Chief minister N Chandrababu Naidu and Congress legislature party leader Y S Rajasekhar Reddy, widely seen as chief ministerial candidate of the Congress, are among the prominent figures in the second phase of polls, both seeking re-election from Kuppam (Chittoor district) and Pulivendula (Cuddapah).
 
The voting behaviour of East Godavari district will be watched with keenness as it has 21 Assembly seats, the highest in the state.

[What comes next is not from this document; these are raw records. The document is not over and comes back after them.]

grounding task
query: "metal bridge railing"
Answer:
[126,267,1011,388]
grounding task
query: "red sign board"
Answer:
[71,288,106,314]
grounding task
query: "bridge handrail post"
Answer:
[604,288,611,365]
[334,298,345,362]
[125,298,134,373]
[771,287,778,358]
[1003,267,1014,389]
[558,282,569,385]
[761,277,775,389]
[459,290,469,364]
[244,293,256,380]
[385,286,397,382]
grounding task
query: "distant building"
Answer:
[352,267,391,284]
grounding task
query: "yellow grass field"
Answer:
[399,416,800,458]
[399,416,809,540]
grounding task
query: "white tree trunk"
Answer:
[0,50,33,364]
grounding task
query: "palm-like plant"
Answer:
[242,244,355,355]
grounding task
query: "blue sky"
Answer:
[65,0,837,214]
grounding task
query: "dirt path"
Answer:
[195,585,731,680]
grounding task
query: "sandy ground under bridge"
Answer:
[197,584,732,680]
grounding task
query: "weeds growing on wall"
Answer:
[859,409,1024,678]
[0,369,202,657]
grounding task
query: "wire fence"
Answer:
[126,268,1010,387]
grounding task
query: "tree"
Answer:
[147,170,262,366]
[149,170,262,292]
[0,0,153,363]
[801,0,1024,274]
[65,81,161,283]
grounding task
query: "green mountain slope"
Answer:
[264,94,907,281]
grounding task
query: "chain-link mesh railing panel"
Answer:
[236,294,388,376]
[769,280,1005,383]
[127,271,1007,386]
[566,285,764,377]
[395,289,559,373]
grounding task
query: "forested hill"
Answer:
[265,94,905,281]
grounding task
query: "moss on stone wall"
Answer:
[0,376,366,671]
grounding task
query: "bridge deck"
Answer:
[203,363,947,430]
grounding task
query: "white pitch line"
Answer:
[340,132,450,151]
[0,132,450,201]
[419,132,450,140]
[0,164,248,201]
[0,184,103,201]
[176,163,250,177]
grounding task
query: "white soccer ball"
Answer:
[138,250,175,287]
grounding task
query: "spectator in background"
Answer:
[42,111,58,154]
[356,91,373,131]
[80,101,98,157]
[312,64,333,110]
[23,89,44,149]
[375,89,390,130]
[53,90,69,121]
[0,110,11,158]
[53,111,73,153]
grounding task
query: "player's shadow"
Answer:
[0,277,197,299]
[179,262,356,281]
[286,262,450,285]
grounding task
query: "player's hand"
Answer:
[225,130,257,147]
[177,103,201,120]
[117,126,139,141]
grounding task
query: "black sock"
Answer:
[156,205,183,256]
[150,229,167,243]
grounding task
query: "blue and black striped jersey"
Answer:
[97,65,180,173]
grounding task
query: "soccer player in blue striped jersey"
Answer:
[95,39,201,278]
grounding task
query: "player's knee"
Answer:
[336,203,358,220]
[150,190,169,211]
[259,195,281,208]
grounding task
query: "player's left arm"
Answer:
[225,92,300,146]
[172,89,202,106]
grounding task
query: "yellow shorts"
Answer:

It is said in political circles that whoever wins majority seats in this district will form the government.
 
In the 1999 polls, the TDP made a clean sweep winning 18 seats, its ally BJP bagged one and the Congress managed to win only one seat while the remaining seat was bagged by an independent.
 
The neighbouring West Godavari district, with 16 Assembly segments, had also witnessed one-sided contest with TDP bagging 15 of them, leaving the Congress with a single seat.
 
Unlike in the first phase when emotive issues dominated the poll scene, the basic issues like water, roads and irrigation projects engage the attention of voters in the constituencies going to polls in the second phase.
 
With the exit poll results altering the campaign dynamics of the major players, Chandrababu Naidu, who is on a whirlwind tour of coastal belt, has stepped up his offensive against the opposition, warning people that if the Congress was voted to power the state will plunge into 'anarchy' and that development will take a backseat.
 
The Congress leaders, on the other hand, are highlighting the failure of the TDP government in taking up the long-pending Polavaram and Itchampally multi-purpose projects, the lifeline of coastal Andhra, despite its proximity with the NDA government.
 
In the second phase, the TDP is contesting 17 Lok Sabha and 137 Assembly seats, leaving four Lok Sabha (Rajahmundry, Narsapur, Nellore and Tirupati) and 10 Assembly seats to its ally BJP. The Congress has fielded candidates in all 21 Lok Sabha constituencies while contesting 139 Assembly seats, leaving the rest to the Left parties.
 
Cuddapah Lok Sabha constituency in the Rayalaseema region, represented by Rajasekhar Reddy's younger brother YS Vivekananda Reddy, is set to witness a keen contest this time with the TDP fielding MV Mysoora Reddy, a former Congress minister who switched over to TDP on the eve of the polls.
 
The Union minister and veteran film actor, U V Krishnam Raju, seeking re-election from Narsapur, is pitted against former Congress minister Ch Harirama Jogaiah.
 
A galore of big industrialists are also in the fray in the rich coastal belt. Tobacco barons R Sambasiva Rao (Congress) and V Venkateswara Rao are testing their fortunes in the tobacco-rich Guntur Lok Sabha constituency.
 
Telugu film producer Aswini Dutt, a close friend of megastar Chiranjeevi, is locking horns with a prominent industrialist L Rajgopal in the prestigious Vijayawada Lok Sabha Seat.